Now here’s an intelligent, well-educated gent who comments on society and historical events for a living. Yet he seems to have no memory.
My title is from Tennyson’s poem “Locksley Hall” (1842). The young protagonist has a beautiful, very young cousin, named Amy, and he notices she’s lookin’a bit peaked. He loves her and begs her to tell him what’s making her unhappy (although he suspects):
“Tell me, Cousin! All the current /Of my being sets to thee!”
She blushes and whispers: “…I have hid my feelings/Fearing they should do me wrong,” and then he “(Stooping):”Dost thou love me, cousin?”/(Weeping): “I have loved thee long!”

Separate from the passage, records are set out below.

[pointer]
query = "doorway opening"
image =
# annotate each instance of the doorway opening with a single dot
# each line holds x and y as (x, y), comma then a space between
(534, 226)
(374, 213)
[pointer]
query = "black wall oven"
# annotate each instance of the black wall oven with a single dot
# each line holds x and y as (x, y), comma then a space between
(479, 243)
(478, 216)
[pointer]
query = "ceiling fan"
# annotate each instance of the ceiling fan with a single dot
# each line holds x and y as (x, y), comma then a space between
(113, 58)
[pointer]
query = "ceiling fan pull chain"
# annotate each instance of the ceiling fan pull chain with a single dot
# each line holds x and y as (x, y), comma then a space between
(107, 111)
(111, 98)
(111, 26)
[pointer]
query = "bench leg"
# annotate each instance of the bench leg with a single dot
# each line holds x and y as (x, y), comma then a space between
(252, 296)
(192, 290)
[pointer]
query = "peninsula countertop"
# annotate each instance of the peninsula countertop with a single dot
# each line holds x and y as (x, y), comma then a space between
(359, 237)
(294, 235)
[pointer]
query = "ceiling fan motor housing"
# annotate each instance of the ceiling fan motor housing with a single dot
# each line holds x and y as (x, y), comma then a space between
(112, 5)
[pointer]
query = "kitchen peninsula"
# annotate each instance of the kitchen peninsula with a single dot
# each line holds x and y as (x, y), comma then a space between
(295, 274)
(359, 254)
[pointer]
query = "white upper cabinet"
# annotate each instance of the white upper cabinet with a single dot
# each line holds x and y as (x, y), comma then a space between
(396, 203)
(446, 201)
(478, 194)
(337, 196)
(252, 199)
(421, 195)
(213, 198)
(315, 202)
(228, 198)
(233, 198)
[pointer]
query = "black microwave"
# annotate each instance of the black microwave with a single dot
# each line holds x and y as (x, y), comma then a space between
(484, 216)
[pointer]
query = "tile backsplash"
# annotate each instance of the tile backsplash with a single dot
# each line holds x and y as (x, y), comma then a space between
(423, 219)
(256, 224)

Famously, they didn’t get to tie the knot but only because in this case, 5eir family was a bit impoverished, so it was more economically advantageous for little Amy to be wed to some new money. But my point is:
First-cousin marriage was considered ideal among the aristocracy in 18th and 19th century England, the literature is full of it. Tennyson was the Laureate for 42 years. What the NHS pronouncement hints at, the aristocratic families were quite explicit about: keep the money and wealth in the family, and do not dilute rank.
As a native of Appalachia, I have always been sensitive to the America-bashing sneers about incestuous marriages from Brits and Europeans . Marriage to close relatives is, historically, MUCH more their thing than ours. It’s just one more insult we meekly tolerate from these supercilious has-beens.
(Okay, I admit one of my fave books as a child was Louisa May Alcott’s book “Eight Cousins”, in which the entire drama is which of the heroine Rose’s seven male cousins she will eventually marry. Of course,—spoiler alert!— this being an Alcott book, Rose gets the bookish bespectacled Max rather than the dashing impetuous Charlie, with whom every reader has fallen in love. But the assumptions in that book just reflect the prevailing attitudes and customs of the Anglosphere. )
The U.K. NHS pronouncement does no more than return to British cultural roots. I’m just surprised the author of this piece doesn’t even give that a mention.
That’s all. Carry on. As Trump would say:”Thank you for your attention to this matter”.